Concern grows in France about complacency as coronavirus cases increase

Worried about a second wave of Covid-19 cases, health authorities have urged the French to maintain hygiene measures during the holidays. But with summer in the air and the memory of the nationwide lockdown slowly fading away, have the French become too complacent? Olivia Sorrel-Dejerine explores.

Concern grows in France about complacency as coronavirus cases increase
People sit on a bank of the Canal Saint-Martin in Paris after France eased lockdown measures in May. Photo: AFP

For a few weeks just after France began to ease its nationwide lockdown, walking down the streets of Paris was a radically different experience to normal.

Right and left, pedestrians clad in protective face masks carefully kept an appropriate distance.

In shops, restaurants and cafés people could be seen using hand sanitising gel to ward off potential coronavirus particles.
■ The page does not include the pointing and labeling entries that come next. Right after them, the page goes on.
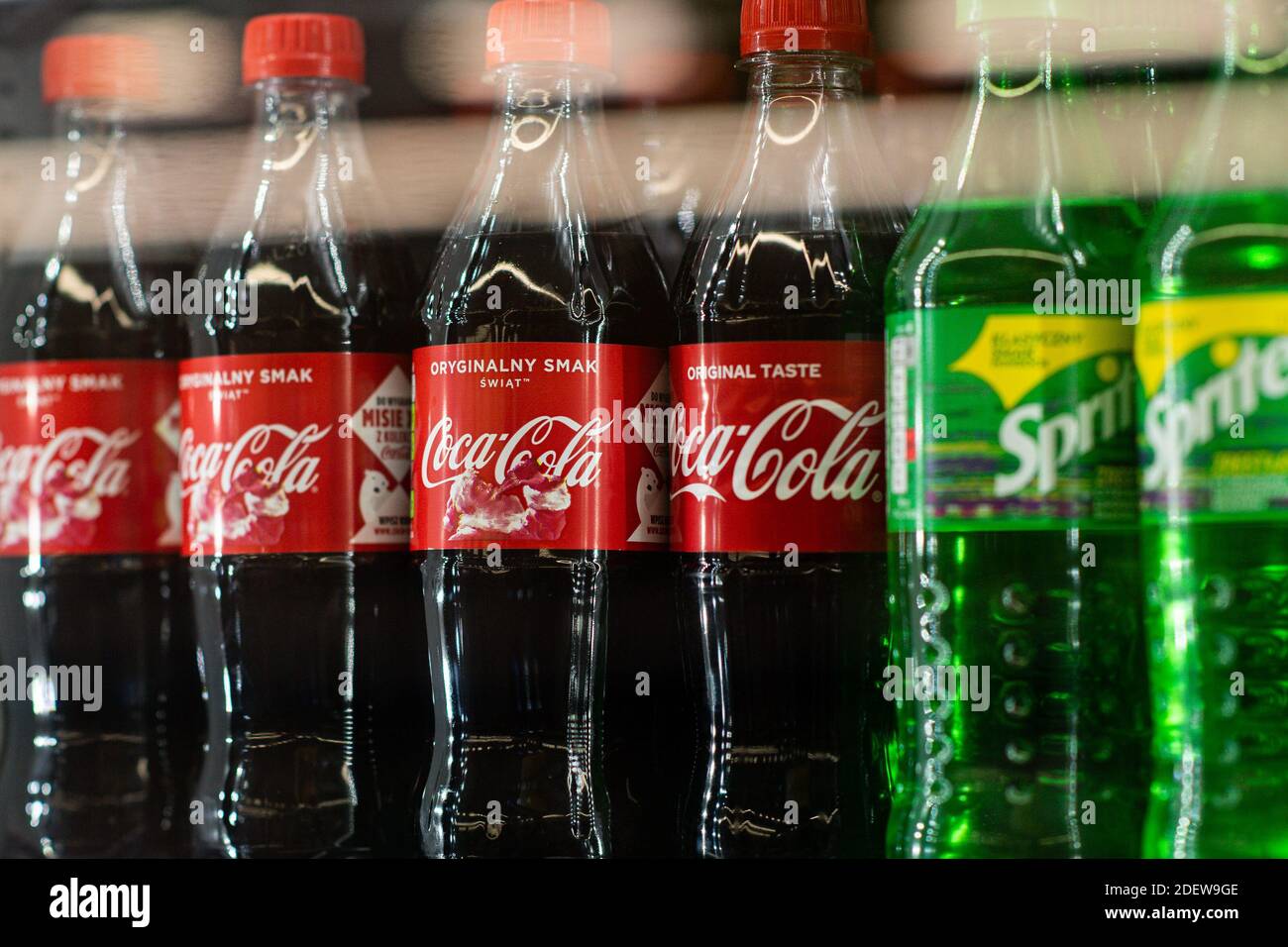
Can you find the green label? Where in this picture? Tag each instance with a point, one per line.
(1010, 420)
(1214, 401)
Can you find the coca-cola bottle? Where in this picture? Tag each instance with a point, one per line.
(295, 460)
(541, 512)
(101, 693)
(778, 468)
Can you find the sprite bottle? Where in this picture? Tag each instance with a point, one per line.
(1212, 360)
(1019, 664)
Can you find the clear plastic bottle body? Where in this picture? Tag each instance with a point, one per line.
(1047, 605)
(112, 781)
(533, 655)
(785, 657)
(299, 764)
(1215, 581)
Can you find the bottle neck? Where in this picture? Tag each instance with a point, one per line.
(1254, 40)
(90, 120)
(825, 75)
(1031, 133)
(287, 106)
(549, 108)
(549, 163)
(1012, 67)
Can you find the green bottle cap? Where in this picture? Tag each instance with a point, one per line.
(975, 13)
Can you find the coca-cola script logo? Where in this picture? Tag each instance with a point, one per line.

Friends stopped greeting each other with the usual double (sometimes treble) cheek-kiss that is so typical for France, and resorted to an awkward elbow bump instead.

 

Nearly two months into this new “normal”, authorities worry that the – initially rigorous – collective respect for the government's health advice has turned into complacency that, in a worst-case scenario – could spark a resurgence of the epidemic.

“This summer could go very well, but only if measures of social distancing are kept,” said Jean-François Delfraissy, president of the Scientific Council convened by the French government to advise on coronavirus-related measures.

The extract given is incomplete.